Classifying views can cost more than classifying tables. The additional cost depends on the complexity of the query that created the view. Materialized views don’t incur these additional costs. By default, views are excluded from classification.

View costs in Snowsight¶

To explore the cost of sensitive data classification:

  1. Sign in to Snowsight.

  2. Switch to a role with access to cost and usage data.

  3. In the navigation menu, select Admin » Cost management.

  4. Select a warehouse to use to view the usage data. Snowflake recommends using an XS warehouse for this purpose.

  5. Select Consumption.

  6. From the Usage Type drop-down, select Compute.

  7. From the Service Type drop-down, select Sensitive Data Classification.

Use SQL to query costs¶

You can query views in the ACCOUNT_USAGE and ORGANIZATION_USAGE schemas to determine how much was spent on automatically classifying sensitive data.

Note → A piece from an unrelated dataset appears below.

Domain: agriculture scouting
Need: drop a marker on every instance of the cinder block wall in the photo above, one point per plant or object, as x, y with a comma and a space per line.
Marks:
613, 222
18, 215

To monitor credit consumption, query the following views:

METERING_HISTORY view (ACCOUNT_USAGE)

Lets you retrieve the hourly cost of automatic classification by focusing on SENSITIVE_DATA_CLASSIFICATION in the SERVICE_TYPE column. For example:

SELECT
  service_type,
  start_time,
  end_time,
  entity_id,
  name,
  credits_used_compute,
  credits_used_cloud_services,
  credits_used,
  budget_id
  FROM SNOWFLAKE.ACCOUNT_USAGE.METERING_HISTORY
  WHERE service_type = 'SENSITIVE_DATA_CLASSIFICATION';
Copy
METERING_DAILY_HISTORY view (ACCOUNT_USAGE and ORGANIZATION_USAGE)

Lets you retrieve the daily cost of automatic classification by focusing on SENSITIVE_DATA_CLASSIFICATION in the SERVICE_TYPE column. For example:

SELECT
  service_type,
  usage_date,
  credits_used_compute,
  credits_used_cloud_services,
  credits_used
  FROM SNOWFLAKE.ACCOUNT_USAGE.METERING_DAILY_HISTORY
  WHERE service_type = 'SENSITIVE_DATA_CLASSIFICATION';
Copy
USAGE_IN_CURRENCY_DAILY (ORGANIZATION_USAGE)

Lets you retrieve the daily cost of automatic classification by focusing on SENSITIVE_DATA_CLASSIFICATION in the SERVICE_TYPE column. Use this view to determine the cost in currency, not credits.

Supported objects¶

Snowflake supports classifying data stored in all types of Snowflake tables and views.

Note that Snowflake does not support classification on shared tables and shared schemas from the consumer’s side. If a table is created by the provider and placed into the provider’s outbound share, the classification only works if it is called from the provider’s side.

Supported data types¶

You can classify table and view columns for all supported data types except for the following data types:

  • ARRAY

  • BINARY

  • DECFLOAT

  • GEOGRAPHY

  • OBJECT

  • VARIANT (except when the column data type is cast to a NUMBER or STRING data type)

  • VECTOR

Note

  • Unstructured data like long text stored in columns is not supported.

  • JSON, XML, or other semi-structured data is not supported

Limitations and considerations¶

  • Classification profiles cannot be set on a reader account.

  • A classification profile cannot be set on more than 1,000 databases.

  • A classification profile cannot be directly set on more than 10,000 schemas.

  • A maximum of 100 million tables can be classified in a schema.

  • You cannot automatically classify a table if it has any of the following characteristics:

    • More than 10,000 columns.

    • A column with a name that has more than 255 characters.

    • A column with a name that includes the $ character.